New mosaic to replace previous Art Club mural

A Thunderbird for the new mosaic sits in a cardboard box with other tiles.

Photo Credit: Emily Wilson

A Thunderbird for the new mosaic sits in a cardboard box with other tiles.


A Thunderbird for the new mosaic sits in a cardboard box with other tiles.
A Thunderbird for the new mosaic sits in a cardboard box with other tiles. Photo by Emily Wilson.

During their junior year, now seniors Mia Cox, Kaitlyn Carter, and Brianna Davis worked and talked with art teacher Paula Yoachim about replacing the mural outside the art room with a new piece of art. By second semester of their senior year, they had the idea for the art piece and made it into their own semester-long project.

“When we first started thinking about it we knew that we needed the T-bird,” Carter said. “Other than that, we didn’t really have anything to go off of.”

They decided they wanted to make a mural that would relate to Bellevue West and the entire community. Carter said Yoachim described a vision she had for the mural. It would be divided into three panels and each of the seniors had been assigned to one of those panels and worked on that piece throughout the semester.

The three pieces they chose to focus on were past, present, and future.
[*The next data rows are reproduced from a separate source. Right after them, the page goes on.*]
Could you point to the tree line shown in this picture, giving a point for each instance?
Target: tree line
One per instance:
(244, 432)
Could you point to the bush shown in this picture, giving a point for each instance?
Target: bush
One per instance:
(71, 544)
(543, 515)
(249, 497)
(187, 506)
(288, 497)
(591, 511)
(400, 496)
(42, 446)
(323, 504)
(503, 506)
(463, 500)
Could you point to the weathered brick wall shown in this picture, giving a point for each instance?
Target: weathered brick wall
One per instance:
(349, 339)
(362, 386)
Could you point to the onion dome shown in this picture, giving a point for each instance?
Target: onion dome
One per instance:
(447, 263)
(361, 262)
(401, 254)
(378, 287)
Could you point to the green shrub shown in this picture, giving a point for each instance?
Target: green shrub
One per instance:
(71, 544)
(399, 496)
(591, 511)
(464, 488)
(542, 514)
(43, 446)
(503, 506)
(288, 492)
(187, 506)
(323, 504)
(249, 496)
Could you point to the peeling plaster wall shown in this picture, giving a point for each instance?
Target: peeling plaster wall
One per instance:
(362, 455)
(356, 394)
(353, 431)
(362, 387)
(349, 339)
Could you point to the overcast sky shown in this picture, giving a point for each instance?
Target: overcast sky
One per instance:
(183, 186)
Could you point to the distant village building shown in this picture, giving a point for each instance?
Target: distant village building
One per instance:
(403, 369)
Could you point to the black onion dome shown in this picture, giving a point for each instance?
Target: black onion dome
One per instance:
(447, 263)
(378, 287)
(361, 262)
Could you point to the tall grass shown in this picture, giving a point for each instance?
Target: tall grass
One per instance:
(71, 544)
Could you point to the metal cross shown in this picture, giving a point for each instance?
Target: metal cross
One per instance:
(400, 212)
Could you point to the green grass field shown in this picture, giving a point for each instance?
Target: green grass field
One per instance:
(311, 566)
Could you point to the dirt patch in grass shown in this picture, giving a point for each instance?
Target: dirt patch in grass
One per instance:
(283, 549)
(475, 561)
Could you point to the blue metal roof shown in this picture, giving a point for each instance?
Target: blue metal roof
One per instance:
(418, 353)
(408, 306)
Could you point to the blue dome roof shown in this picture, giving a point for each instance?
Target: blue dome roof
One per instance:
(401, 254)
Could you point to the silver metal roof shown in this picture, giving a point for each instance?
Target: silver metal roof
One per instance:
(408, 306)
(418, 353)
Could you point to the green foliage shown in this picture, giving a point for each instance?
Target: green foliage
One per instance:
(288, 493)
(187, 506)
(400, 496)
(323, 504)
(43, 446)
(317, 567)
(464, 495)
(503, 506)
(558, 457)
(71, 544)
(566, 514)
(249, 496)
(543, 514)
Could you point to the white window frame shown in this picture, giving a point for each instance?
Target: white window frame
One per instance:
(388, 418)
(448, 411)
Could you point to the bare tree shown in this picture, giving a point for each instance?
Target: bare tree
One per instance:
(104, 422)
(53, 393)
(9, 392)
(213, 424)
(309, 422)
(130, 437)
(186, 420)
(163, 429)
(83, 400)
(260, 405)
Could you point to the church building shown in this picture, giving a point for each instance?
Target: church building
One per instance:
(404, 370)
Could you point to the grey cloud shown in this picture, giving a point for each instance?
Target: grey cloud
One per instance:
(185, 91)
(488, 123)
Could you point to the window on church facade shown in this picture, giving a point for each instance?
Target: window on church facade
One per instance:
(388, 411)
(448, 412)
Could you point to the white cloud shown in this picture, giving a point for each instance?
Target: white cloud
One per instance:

The past, made by Davis, would focus on the Native American tribes that live in Nebraska. The present, made by Carter, would be the T-bird for Bellevue West and Cox is in charge of the third panel which focuses on the future.

“It has Omaha and a little bit of the airplanes to represent Offutt and the corn for the fields and some sandhill cranes and the river and the pedestrian bridge,” Cox said.

While each artist has her independency over her piece of the mosaic, they still have to work together as a team to complete a project of its size. They also don’t have many restrictions on what their panel consists of but they need to rely on each other because they’re all unified in the mural.

Davis and Cox decided to work together so the past and present pieces mirrored each other. The teepees in the past would mirror the pedestrian bridge in the future and the Native American girl would mirror the sandhill crane.

“It was really about place and how at Bellevue West everybody finds their niche, and it was really about identity and place,” Yoachim said. “So they wanted to honor the past, celebrate the present and look to the future so they just kind of came up with panels of the past, the present–which that’s our logo and all of our clubs and teams and things–and then the future is the Omaha skyline and where they’ll go from here.”

The artists have dedicated their second semester to this project and even came to school a day off of their spring break to work on it and hope to have it done by the end of the school year–even if it means coming back after the rest of the seniors are gone.

“I like the actual seeing it come together because you get to see what really went well together, what didn’t and even though you can’t change a lot of things you get to see how it gets there,” said Davis.

One of the biggest challenges the artists have had so far is working together as a team to complete the project. There’s also the possibility at any point of a piece of clay breaking, which would mean that they would have to completely remake them.

While the artists have all heard remarks made about the current piece of art that’s on display now, they think that people will like the one they’re working on. Cox is optimistic for the responses of the new piece and is glad she was able to be a part of creating something that will be a lasting impression at Bellevue West.

“There may be some kids that wonder what happened to the old one, but I think it’s just so good that it’s going to be positive,” Yoachim said.